More and more, my clients are moving to more sophisticated, matrix organizations, where ownership for final products (or services) is held jointly by various experts rather than by a single individual.
What’s interesting about this to me is how it’s diminishing opportunities for individuals to assume full responsibility for their actions. More and more, their successes are continent upon others also pulling their weight; it’s getting more and more difficult in some of these organizations to draw a direct line between an individual’s efforts and the impact that individual has on the organization’s (or even the team’s) overall health. This has become particularly apparent to me as I’ve head general managers and others bemoaning their lack of clarity into their own P&Ls (profit & loss statements)… one manager needed four minutes and a pen and paper to explain to me how revenues and costs are recorded, “rolled up,” and then re-allocated back to his line of business.
This is neither an anti-establishment rant nor a wistful longing for some old days. It’s merely an announcement that change is underway—so step lively. And by the way, for the uninitiated, a P&L, or Income Statement, is a financial document that reads like this:
Gross revenues (receipts)
-Cost of goods sold (direct costs that can be specifically attributed to each item)
=Net revenues (wait… we’re not done with costs…)
-SG&A (sales, general, and administrative expenses… stuff you need the cost of which gets spread over all sales; that ream of paper you swiped from the storeroom? That’s an SG&A expense. So is the laptop your company gave you and, if you’re in HR, Finance, or anywhere at corporate, so is your salary.)
=Income (wait… we’re still not done with costs…)
-Depreciation/Amortization (a 2 yr old car is worth less than a new one… the IRS has a specific document that tells you by how much. Depreciation is how a company removes a little more “value” from its books every year as its equipment gets older)

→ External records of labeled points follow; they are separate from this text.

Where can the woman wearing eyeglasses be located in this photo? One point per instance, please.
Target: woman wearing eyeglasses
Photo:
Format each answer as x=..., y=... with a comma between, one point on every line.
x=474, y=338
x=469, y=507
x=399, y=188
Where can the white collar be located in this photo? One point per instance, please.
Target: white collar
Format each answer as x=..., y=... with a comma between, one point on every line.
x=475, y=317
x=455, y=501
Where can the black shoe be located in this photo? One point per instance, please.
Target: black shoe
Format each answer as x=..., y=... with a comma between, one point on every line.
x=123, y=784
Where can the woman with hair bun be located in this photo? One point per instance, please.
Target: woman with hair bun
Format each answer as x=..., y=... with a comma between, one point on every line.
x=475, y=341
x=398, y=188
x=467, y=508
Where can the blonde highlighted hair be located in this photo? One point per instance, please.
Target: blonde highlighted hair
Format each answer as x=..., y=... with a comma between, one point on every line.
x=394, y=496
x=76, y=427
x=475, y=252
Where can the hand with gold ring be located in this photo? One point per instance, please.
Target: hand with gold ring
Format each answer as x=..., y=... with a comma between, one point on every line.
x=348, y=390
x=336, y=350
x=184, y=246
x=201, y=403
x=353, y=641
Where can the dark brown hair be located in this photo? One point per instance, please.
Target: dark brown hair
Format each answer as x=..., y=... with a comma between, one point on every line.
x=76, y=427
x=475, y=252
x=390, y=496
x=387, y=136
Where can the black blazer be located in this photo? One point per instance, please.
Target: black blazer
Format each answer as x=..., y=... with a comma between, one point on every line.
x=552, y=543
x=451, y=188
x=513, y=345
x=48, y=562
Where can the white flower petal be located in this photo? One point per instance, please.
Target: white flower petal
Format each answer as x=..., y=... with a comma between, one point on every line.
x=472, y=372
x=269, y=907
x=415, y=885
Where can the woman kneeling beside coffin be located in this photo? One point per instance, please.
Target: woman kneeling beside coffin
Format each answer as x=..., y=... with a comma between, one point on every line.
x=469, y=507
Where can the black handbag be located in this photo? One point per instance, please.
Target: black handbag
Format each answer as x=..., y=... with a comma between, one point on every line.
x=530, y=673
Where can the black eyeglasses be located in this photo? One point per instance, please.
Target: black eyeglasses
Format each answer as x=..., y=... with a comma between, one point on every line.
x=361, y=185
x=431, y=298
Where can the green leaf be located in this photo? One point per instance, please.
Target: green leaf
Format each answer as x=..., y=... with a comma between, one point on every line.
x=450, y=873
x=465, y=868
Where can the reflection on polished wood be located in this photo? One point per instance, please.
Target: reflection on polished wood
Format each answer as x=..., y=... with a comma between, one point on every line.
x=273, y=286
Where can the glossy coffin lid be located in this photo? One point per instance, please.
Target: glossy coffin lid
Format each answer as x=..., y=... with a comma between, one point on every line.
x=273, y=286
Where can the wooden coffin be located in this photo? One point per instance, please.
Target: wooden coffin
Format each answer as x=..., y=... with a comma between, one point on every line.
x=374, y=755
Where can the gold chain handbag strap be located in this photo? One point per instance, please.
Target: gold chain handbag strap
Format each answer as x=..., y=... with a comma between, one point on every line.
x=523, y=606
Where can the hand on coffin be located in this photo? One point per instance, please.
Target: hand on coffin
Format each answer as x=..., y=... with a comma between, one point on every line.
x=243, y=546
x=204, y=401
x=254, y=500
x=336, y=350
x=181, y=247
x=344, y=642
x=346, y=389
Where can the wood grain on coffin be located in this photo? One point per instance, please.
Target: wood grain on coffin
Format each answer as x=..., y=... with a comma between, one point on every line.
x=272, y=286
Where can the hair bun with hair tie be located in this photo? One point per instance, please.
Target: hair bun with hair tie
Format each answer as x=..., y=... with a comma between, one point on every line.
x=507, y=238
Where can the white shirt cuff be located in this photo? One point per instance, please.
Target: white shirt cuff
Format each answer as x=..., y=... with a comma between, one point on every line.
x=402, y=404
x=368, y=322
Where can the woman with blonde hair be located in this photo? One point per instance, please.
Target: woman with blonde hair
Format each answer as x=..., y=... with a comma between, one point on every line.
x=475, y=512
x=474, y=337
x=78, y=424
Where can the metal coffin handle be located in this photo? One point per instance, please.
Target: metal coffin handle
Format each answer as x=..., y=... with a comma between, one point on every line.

-Interest Expense (from all those bank loans)
-Taxes
=Net Income
The whole document is usually done in a spreadsheet, with 5 or 13 columns, each column showing either quarterly or monthly results, and the last one showing an annualized aggregate.
In a world where people can aspire to “own” a P&L (profit & loss), the good (clear responsibility) comes with the bad (parochial, short-term thinking). Companies driven by local P&L centers often struggle to unify those centers much the same way geopolitical blocs struggle to bring sovereign nations together for the common good. This seems to be the problem many organizations are now solving by consolidating expertise across all P&L centers at a single, headquartered location. But while this solves the unification problem, it creates a void of clear ownership, which can create execution challenges that don’t exist in a P&L world.
Doh!
The upshot? I’d say that if you sense this shift occurring within your organization, pay more attention to your political skills. Now more than ever, your going to have to convince multiple stakeholders to go along with your ideas to see them implemented… people who each have their own ideas, by the way! If you don’t hone these skills, then you might achieve temporary agreement with your peers, but you’ll struggle to hold the group together through implementation.
Your first move in thriving in this type of political environment is to recalibrate the way you view the political process: it’s not a necessary evil; it’s the mechanism by which a group of people who all want to lead determine who the real leader will be. Until you make this mental shift and ditch your pre-judgment of politics, your attempts to engage politically will go over about as well as a lead balloon.
And of course, if you’re the type of bull-headed freight train that fixates on what you want to do and refuses to work with other people, then I’m not sure I want you with P&L responsibility, either… why reward small-mindedness?